The Adventures of Ichabod and Mr. Toad

Disney released their version of The Legend of Sleepy Hollow on a split-bill with an adaptation of The Wind in the Willows, but the Disney Channel used to show the Ichabod segment by itself aorund Halloween pretty regularly. Disney, wanting to make a movie of the story, got around the fact that the source doesn't have enough material for a 90 minute film by just not making it a full length version - in a VERY rare case of Disney sticking to the source.

Narrated by Bing Crosby (who also sings most of the songs), this is the version most people are familiar with - and they could hardly do better. While it drags a bit in the middle, it's the most entertaining portrayal of Ichabod (showing him as a bit of a buffoon, afraid of his own shadow, with a frame only a cartoon could provide).

The songs are very good - "Ichabod, Ichabod Crane" is good, and "The Headless Horseman" song, which Brom Bones sings, is fantastic - how can you dislike a song with lines like "he swears to the longest day he's dead / he'll show them that he can get a head," and "demons take one look and moan / and hit the road to parts unknown." The presence of songs at all is the main point on which it veers from the original - in fact, it's about the only version to take advantage of Crane's voracious appetite, which is in the original story, but rarely in the movies.
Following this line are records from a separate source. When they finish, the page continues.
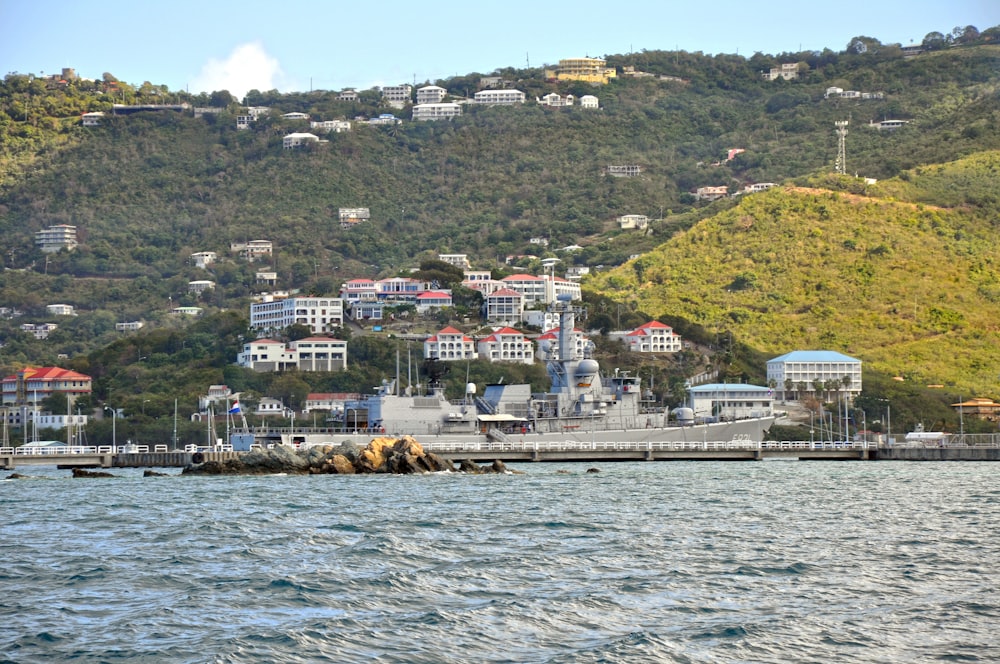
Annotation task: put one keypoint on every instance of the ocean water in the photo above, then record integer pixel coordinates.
(640, 562)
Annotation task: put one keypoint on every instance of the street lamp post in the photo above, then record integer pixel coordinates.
(114, 433)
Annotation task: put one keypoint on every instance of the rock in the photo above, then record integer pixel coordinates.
(81, 472)
(469, 466)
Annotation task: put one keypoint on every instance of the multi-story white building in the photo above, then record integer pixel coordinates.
(336, 126)
(441, 111)
(730, 401)
(448, 345)
(503, 306)
(252, 250)
(310, 354)
(60, 309)
(397, 96)
(320, 314)
(458, 260)
(200, 286)
(548, 344)
(633, 221)
(545, 289)
(499, 97)
(203, 259)
(507, 345)
(298, 139)
(54, 238)
(653, 337)
(430, 94)
(800, 370)
(350, 217)
(554, 100)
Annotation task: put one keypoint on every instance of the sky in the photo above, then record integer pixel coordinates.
(336, 44)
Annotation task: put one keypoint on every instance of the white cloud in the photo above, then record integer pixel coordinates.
(248, 67)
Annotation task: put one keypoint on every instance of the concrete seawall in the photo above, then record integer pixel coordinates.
(938, 454)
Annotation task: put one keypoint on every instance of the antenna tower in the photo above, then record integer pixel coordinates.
(841, 164)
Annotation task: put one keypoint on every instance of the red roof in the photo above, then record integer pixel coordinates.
(49, 373)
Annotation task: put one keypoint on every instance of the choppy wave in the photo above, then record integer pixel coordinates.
(654, 562)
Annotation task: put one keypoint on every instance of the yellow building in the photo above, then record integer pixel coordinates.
(591, 70)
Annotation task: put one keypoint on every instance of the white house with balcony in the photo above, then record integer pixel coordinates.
(449, 345)
(335, 126)
(431, 94)
(320, 314)
(202, 259)
(730, 401)
(802, 370)
(507, 345)
(633, 222)
(440, 111)
(652, 337)
(499, 97)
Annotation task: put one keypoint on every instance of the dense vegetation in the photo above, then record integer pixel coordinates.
(901, 274)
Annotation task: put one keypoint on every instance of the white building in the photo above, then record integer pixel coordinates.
(633, 221)
(397, 96)
(504, 306)
(507, 345)
(431, 94)
(653, 337)
(336, 126)
(310, 354)
(442, 111)
(200, 286)
(458, 260)
(554, 100)
(92, 119)
(54, 238)
(298, 139)
(448, 345)
(320, 314)
(60, 309)
(730, 401)
(252, 250)
(203, 259)
(548, 344)
(838, 373)
(499, 97)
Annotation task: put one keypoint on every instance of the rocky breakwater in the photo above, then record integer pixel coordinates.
(401, 456)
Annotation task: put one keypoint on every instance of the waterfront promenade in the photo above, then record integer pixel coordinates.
(964, 448)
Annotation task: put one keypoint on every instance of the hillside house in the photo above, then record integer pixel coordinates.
(652, 337)
(507, 345)
(298, 140)
(440, 111)
(56, 238)
(431, 94)
(801, 371)
(449, 345)
(202, 259)
(633, 222)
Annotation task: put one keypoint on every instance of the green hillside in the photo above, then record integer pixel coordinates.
(912, 289)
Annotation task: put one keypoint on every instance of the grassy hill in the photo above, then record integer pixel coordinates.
(912, 289)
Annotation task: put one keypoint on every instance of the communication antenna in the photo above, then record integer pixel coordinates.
(841, 164)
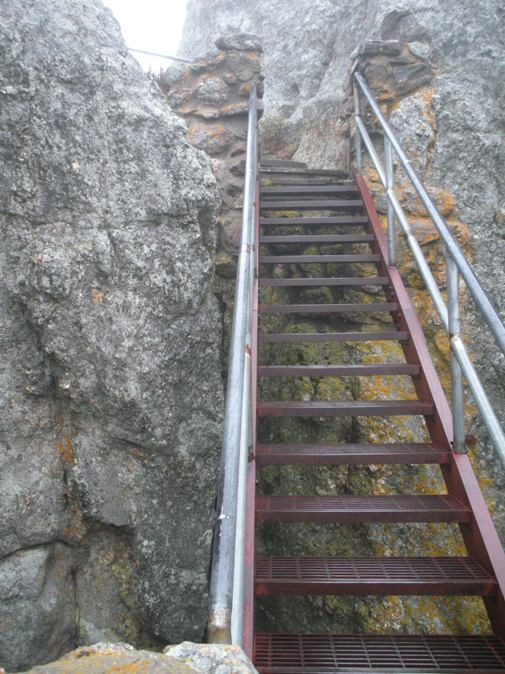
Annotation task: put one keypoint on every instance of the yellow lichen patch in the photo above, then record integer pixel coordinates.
(427, 96)
(97, 296)
(66, 450)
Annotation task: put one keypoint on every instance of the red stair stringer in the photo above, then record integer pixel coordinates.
(480, 536)
(249, 570)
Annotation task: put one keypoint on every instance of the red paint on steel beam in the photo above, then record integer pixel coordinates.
(479, 535)
(249, 570)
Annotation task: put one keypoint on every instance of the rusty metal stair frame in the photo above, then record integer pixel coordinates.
(478, 531)
(419, 654)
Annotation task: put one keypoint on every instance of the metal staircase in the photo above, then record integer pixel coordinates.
(481, 571)
(289, 211)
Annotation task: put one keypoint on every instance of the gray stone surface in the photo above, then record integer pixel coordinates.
(186, 658)
(110, 342)
(37, 605)
(212, 658)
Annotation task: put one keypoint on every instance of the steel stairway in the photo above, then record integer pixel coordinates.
(302, 209)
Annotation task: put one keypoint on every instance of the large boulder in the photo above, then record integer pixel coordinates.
(110, 385)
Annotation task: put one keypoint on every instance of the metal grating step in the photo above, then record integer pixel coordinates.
(326, 308)
(311, 259)
(390, 369)
(319, 238)
(311, 654)
(372, 576)
(283, 163)
(359, 509)
(342, 408)
(308, 189)
(325, 220)
(300, 171)
(315, 282)
(281, 337)
(350, 454)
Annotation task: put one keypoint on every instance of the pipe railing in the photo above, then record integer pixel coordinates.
(457, 268)
(227, 570)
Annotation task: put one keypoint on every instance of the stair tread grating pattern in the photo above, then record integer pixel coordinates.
(280, 337)
(351, 509)
(372, 570)
(350, 502)
(351, 453)
(292, 653)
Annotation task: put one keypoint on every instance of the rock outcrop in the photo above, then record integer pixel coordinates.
(111, 388)
(185, 658)
(212, 96)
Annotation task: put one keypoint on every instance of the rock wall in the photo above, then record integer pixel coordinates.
(185, 658)
(212, 95)
(110, 387)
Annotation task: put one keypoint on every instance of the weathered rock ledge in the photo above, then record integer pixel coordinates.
(185, 658)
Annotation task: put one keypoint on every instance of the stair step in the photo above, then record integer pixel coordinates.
(351, 454)
(372, 576)
(315, 204)
(325, 220)
(387, 369)
(290, 170)
(326, 308)
(307, 189)
(360, 509)
(319, 239)
(311, 259)
(373, 653)
(282, 163)
(297, 337)
(317, 282)
(343, 408)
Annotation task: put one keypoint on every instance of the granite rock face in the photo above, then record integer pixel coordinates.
(185, 658)
(110, 386)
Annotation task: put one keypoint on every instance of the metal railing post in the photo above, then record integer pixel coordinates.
(235, 433)
(388, 161)
(358, 150)
(457, 388)
(461, 363)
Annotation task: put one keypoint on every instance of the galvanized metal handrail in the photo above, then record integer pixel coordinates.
(457, 267)
(227, 571)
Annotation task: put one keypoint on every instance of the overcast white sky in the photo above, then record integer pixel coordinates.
(153, 25)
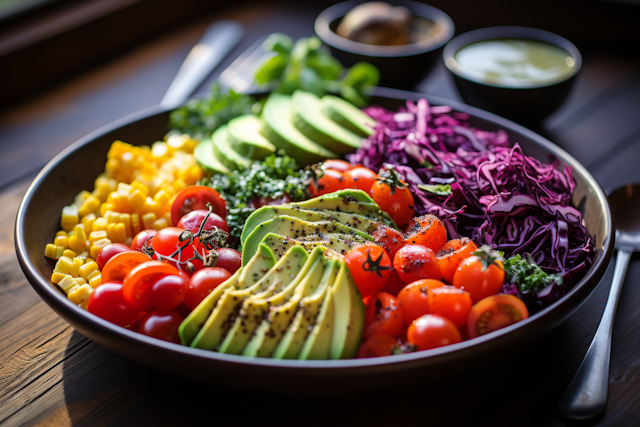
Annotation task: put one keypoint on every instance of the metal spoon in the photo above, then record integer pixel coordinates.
(586, 396)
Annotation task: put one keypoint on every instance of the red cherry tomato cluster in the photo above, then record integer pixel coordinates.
(423, 292)
(153, 296)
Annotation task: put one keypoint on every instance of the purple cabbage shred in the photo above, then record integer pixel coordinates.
(499, 196)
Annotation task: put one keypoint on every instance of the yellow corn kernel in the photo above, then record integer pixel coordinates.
(150, 206)
(136, 224)
(123, 189)
(80, 281)
(90, 205)
(148, 219)
(97, 247)
(95, 280)
(136, 199)
(69, 217)
(160, 223)
(88, 221)
(57, 277)
(162, 197)
(79, 232)
(64, 265)
(94, 236)
(125, 219)
(100, 224)
(76, 244)
(81, 197)
(137, 185)
(52, 251)
(61, 240)
(67, 283)
(87, 269)
(69, 253)
(80, 294)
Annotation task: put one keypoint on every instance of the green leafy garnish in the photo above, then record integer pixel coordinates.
(276, 177)
(307, 65)
(200, 117)
(527, 275)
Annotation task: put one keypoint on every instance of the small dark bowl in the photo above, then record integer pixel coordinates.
(401, 67)
(526, 105)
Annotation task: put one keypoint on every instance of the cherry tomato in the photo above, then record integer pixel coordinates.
(145, 237)
(414, 298)
(394, 284)
(383, 316)
(370, 267)
(427, 230)
(202, 283)
(432, 331)
(337, 165)
(416, 262)
(495, 312)
(330, 181)
(389, 238)
(109, 251)
(117, 268)
(481, 275)
(229, 259)
(167, 241)
(161, 324)
(193, 220)
(135, 289)
(452, 254)
(394, 197)
(168, 292)
(451, 303)
(376, 346)
(361, 178)
(106, 302)
(197, 197)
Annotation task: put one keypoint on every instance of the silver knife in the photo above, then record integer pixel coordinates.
(217, 41)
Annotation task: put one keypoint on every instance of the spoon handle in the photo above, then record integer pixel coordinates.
(586, 396)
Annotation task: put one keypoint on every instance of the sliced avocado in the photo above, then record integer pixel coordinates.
(350, 201)
(280, 308)
(295, 227)
(203, 153)
(265, 213)
(318, 342)
(248, 318)
(348, 115)
(348, 322)
(305, 318)
(276, 126)
(243, 134)
(336, 243)
(225, 154)
(309, 119)
(193, 330)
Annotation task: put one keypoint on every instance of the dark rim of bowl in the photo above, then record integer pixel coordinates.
(58, 301)
(328, 16)
(493, 33)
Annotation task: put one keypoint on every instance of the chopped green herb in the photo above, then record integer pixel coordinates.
(527, 275)
(278, 177)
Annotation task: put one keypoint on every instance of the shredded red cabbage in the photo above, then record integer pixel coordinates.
(499, 196)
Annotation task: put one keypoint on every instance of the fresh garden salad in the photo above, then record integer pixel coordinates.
(301, 226)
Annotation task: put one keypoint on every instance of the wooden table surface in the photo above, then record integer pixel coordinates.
(52, 375)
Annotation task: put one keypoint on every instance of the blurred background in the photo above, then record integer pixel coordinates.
(44, 42)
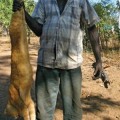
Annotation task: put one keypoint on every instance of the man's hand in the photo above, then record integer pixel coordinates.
(98, 70)
(17, 5)
(99, 73)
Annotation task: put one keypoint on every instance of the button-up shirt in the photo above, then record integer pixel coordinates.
(61, 40)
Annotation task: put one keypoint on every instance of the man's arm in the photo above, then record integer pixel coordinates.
(94, 40)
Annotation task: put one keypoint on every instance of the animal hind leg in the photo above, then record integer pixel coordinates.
(11, 110)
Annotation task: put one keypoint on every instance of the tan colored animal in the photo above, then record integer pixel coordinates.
(20, 102)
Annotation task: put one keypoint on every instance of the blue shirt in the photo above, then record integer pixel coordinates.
(61, 40)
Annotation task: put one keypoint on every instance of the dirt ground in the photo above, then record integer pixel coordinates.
(98, 103)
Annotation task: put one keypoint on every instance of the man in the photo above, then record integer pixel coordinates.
(58, 24)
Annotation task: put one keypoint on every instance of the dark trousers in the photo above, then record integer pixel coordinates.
(48, 83)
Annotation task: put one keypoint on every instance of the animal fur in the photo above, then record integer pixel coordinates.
(20, 102)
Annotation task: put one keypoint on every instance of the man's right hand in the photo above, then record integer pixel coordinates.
(17, 5)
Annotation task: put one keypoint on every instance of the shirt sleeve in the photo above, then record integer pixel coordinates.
(38, 13)
(89, 15)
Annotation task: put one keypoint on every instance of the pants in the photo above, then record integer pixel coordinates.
(48, 83)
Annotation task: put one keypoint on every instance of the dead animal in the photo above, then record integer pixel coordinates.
(20, 102)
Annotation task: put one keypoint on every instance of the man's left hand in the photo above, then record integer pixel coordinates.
(98, 70)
Interestingly, in addition to the Bing Crosby version, the venerable Thurl Ravenscroft (a Disney regular and voice of Tony the Tiger) also recorded a swingin' version of the Headless Horseman song that you should absolutely own - it has a few different lyrics: Thurl Ravenscroft - Walt Disney Records Archive Collection, Vol. 1 - The Headless Horseman

And Kay Starr did a swingin' version of her own - Kay Starr - I've Got to Sing 1944-1948 - Headless Horseman

Anyway, visually, this version was absolutely unrivaled for fifty years until the Tim Burton version came out (Burton was inspired more by this version that by Irving, perhaps instinctively grasping that it's the headless horseman and the atmosphere that make this story cool, not the Urban vs Agrarian parable), and even now, the midnight ride is head and shoulders (if you'll excuse the pun) over every other version. Spooky as all get-out.

One question, though, remains: is this version of the horseman real, or a guy in a costume? There's a scene where Ichabod looks down the neck of the thing and apaprently doesn't see anything, and I really, really doubt Brom Bones could pull of the kind of riding the horseman does here without being able to see. I think it's real.

This was aired so often (minus the Toad portion, which is also very good) around Halloween that it could almost be considered the first Halloween special.